Real quick: Here’s an excerpt from a letter to the New York Times, in response to a July 4 op-ed pointing out that the US has a long tradition of accepting immigrants despite native anxieties. The letter writer disputes the relevance of this historical argument to our current immigration controversy. Put your fingers on your buzzers and your reading glasses on your, um, face, and let’s play … Spot the Tautology!
Regardless of the number or ethnic background, the entry of illegal immigrants is, according to our laws, unacceptable.
If you answered “the whole quote,” you’ve found the tautology! That’s because illegal immigration is by definition unacceptable “according to our laws”; that’s what “illegal” means. The issue before this house is whether our immigration laws match our standard of what’s acceptable; if not, then we should change the laws. It does no good to rest your argument on the law that’s being debated, any more than a criminal can say that he shouldn’t be put in jail because incarceration is unacceptable to him.
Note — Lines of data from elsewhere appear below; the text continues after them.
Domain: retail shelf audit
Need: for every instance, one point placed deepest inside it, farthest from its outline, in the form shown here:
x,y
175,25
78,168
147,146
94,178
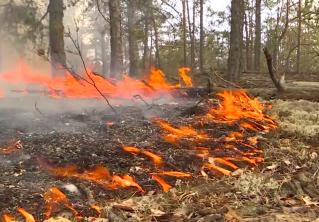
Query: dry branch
x,y
91,82
277,82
You see this argument all the time in the immigration debate, and actually whenever any issue of decriminalization comes up: that the activity in question should not be decriminalized, because it’s illegal. I had an argument about whether marijuana should be legalized, in which I was told that people are free to use marijuana as long as they accept the possibility of imprisonment. There was an episode of The West Wing where one character asks another why prostitution shouldn’t be legal, and she responds, “Because in this country you’re not allowed to sell your body.” Without taking any stance for the moment on these issues, or on immigration, it should be obvious to everyone why this type of logic is not helpful. It’s circular: we can’t legalize marijuana, because if we did then we couldn’t punish people for using marijuana, which is illegal. In real life, we often find that the absolute positions that keep some laws on the books are out-of-date or harmful; when we decriminalize, surprise! nothing bad happens. Remember the laws against contraception and adultery? (Not to mention sodomy, miscegenation, and on and on…)
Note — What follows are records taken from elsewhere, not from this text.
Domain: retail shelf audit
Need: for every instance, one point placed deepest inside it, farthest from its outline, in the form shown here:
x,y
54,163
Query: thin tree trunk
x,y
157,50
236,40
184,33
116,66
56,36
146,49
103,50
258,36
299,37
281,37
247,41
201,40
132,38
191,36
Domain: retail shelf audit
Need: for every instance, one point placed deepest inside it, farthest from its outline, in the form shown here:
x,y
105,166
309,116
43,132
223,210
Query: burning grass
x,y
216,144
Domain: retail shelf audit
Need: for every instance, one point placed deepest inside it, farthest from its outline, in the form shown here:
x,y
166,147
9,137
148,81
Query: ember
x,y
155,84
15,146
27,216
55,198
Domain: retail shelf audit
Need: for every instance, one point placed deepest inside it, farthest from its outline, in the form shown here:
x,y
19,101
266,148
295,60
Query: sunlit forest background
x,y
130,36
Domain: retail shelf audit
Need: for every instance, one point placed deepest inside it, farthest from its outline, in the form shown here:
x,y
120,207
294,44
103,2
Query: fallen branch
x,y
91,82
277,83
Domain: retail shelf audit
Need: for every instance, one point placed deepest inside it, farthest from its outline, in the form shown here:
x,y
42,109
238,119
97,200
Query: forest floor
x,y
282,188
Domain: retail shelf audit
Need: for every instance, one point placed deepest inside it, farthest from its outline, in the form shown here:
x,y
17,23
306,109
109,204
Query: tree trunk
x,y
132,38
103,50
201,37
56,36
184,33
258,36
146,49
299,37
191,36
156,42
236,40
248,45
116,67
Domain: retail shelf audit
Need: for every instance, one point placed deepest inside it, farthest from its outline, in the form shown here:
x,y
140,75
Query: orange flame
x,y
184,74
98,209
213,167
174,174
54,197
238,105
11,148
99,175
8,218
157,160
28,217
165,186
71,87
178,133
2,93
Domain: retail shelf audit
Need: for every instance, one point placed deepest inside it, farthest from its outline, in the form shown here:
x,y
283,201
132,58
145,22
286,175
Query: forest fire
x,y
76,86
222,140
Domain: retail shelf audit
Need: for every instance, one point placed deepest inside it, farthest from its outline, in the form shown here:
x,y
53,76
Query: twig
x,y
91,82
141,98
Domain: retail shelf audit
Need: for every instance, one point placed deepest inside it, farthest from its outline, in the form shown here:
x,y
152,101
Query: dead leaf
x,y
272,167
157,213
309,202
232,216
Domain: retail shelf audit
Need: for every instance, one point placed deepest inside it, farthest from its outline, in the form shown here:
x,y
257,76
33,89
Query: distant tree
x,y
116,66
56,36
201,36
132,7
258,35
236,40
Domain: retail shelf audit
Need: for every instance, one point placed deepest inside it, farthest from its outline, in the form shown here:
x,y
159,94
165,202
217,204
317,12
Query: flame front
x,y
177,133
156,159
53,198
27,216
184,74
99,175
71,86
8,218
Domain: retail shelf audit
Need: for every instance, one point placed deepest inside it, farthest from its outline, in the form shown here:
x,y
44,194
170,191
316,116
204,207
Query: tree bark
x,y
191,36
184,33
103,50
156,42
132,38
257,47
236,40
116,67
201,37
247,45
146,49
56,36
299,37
Of course, one could argue that, until the law is changed, it is wrong of us to break it. But that too is begging the question, since laws don’t have some sort of moral value in and of themselves, but are moral to the degree they serve the public good and protect people from harm. You have to convince me that illegal immigrants are causing harm by entering the country, not just that they’re scofflaws or whatever. If I thought otherwise, I’d have a hard time explaining to my kid how great Martin Luther King was. (And yes, people used this same argument against him: it’s fine if he wants rights, as long as he doesn’t break any statutes to get them.)
So please, everyone in the universe: stop arguing this way on anything. Understand that when you’re talking to adults you have to demonstrate why something should be illegal, rather than just relying on our inherent love of the rules.